Fig. 2.

Reactivation of the Xi induced by shRNAs. (A) Firefly luciferase activity induced by shRNAs in Xi-8 cells normalized to shControl. For each graph in A–D a control is plotted followed by an average of three measurements for each shRNA in ascending order, with SD indicated by error bars.
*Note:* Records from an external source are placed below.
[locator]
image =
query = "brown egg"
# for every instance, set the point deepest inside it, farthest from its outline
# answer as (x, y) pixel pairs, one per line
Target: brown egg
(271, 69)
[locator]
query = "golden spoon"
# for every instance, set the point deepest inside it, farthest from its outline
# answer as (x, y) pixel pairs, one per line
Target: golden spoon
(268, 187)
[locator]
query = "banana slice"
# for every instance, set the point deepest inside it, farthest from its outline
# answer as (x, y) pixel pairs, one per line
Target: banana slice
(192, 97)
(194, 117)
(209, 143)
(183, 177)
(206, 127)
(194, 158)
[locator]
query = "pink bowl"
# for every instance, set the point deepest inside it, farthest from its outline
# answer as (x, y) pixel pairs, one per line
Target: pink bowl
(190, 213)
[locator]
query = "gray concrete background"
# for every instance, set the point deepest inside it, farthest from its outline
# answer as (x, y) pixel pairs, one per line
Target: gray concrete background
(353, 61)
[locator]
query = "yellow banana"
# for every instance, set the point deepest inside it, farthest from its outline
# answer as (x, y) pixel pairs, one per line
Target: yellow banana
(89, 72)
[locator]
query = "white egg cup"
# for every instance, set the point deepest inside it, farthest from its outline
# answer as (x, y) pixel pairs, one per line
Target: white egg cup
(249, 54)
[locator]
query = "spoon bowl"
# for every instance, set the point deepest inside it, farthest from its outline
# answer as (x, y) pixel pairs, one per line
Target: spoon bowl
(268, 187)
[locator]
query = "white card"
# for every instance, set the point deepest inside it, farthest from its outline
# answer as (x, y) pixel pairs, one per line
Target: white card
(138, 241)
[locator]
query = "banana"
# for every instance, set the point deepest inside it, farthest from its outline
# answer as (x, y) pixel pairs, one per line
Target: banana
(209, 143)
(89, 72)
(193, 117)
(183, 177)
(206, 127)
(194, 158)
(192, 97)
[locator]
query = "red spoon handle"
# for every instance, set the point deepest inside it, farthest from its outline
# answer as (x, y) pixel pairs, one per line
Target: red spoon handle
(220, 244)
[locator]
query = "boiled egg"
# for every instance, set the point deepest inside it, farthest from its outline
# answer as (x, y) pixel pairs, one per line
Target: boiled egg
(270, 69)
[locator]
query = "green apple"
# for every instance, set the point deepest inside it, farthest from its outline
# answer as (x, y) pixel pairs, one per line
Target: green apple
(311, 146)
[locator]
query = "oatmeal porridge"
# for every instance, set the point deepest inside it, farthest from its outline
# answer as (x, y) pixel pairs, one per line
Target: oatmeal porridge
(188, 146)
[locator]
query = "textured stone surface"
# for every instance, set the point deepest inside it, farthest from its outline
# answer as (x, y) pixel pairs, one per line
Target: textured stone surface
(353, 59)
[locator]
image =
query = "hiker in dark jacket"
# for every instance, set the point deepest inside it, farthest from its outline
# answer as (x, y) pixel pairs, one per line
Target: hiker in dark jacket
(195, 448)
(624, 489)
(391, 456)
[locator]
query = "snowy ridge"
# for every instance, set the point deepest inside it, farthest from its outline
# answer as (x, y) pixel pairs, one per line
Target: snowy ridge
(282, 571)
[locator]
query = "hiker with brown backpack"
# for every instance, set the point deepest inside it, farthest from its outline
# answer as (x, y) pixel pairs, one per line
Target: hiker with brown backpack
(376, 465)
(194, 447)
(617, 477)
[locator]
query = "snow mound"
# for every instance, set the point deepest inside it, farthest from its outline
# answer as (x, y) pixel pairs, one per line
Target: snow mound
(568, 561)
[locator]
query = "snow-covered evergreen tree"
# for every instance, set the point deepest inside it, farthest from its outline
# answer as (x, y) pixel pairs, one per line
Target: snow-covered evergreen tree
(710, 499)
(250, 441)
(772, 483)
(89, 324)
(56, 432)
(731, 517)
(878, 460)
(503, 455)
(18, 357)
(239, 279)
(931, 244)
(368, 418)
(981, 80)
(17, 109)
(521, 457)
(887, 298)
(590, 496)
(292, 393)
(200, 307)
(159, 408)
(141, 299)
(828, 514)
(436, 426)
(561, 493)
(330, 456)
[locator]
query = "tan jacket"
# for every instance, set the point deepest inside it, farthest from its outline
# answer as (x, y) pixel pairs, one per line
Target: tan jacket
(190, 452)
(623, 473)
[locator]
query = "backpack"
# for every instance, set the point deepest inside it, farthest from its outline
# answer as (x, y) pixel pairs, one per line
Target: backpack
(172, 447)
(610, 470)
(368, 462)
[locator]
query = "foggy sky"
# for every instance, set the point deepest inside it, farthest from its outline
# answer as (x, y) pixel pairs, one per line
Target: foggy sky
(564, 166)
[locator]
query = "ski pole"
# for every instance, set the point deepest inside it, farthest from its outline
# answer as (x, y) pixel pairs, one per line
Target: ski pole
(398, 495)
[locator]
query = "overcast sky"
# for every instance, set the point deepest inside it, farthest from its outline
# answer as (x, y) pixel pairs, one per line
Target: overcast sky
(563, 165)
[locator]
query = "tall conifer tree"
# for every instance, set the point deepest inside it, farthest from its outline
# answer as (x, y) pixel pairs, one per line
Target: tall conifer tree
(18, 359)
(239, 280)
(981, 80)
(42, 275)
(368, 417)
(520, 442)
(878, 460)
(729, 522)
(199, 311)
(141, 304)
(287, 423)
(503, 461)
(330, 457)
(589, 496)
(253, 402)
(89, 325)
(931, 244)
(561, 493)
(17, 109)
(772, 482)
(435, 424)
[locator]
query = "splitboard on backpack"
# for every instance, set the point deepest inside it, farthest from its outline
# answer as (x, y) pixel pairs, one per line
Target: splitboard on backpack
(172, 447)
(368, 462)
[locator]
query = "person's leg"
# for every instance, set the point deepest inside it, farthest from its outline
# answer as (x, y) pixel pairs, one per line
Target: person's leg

P < 0.05 for all hairpins; individual measurements for each shRNA are provided in Dataset S2. Rank order of shRNAs is provided on the x axis to facilitate identification of individual hairpins from Dataset S2 in the graphs. (B) Firefly luciferase activity induced by shRNAs in Xi-8 cells in combination with 0.2 µM 5-AZA normalized to the control shRNA in combination with 0.2 µM 5-AZA. At this concentration, the treatment of 5-AZA did not induce a measurable increase in luciferase activity in shControls. (C) Reactivation of the native MeCP2 gene on the inactive X in Xa-3 cells by shRNAs in combination with 0.2 µM 5-AZA. RT-qPCR of MeCP2 mRNA in Xa-3 cells containing different shRNAs in combination with 0.2 µM 5-AZA normalized to shControls in combination with 0.2 µM 5-AZA, measured using the primers indicated by red lines. (D) Reactivation of the CMV-luciferase reporter at the Hprt locus on the inactive X by shRNAs in combination with 0.2 µM 5-AZA. Firefly luciferase activity induced by shRNAs in CMV-FL cells in combination with 0.2 µM 5-AZA normalized to control shRNA in combination with 0.2 µM 5-AZA. (E) Allele-specific RT-PCR for the PGK1 gene on the Xi in M. spretus/M. musculus hybrid Patski cell line demonstrates reactivation using a combination of shRNA and 0.2 µM 5-AZA. The knockout efficiency expressed as the fraction remaining was as follows: Bmpr2, 0.33; XIST, 0.24; Clspn, 0.26; Sgk2, 0.19; Prkd3, 0.28; Erb4, 0.32; Plk2, 0.23; Parp6, 0.19; Arid4b, 0.50; Dtx3l, 0.37; Msl2l1, 0.25; Smrcd2, 0.24; Ttn, 0.42; and Acss1, 0.27. Expression levels in shRNA-containing cells treated with 0.2 µM 5-AZA are compared with shControl cells treated with 0.2 µM 5-AZA (P < 0.05 for all hairpins), error bars indicate SD.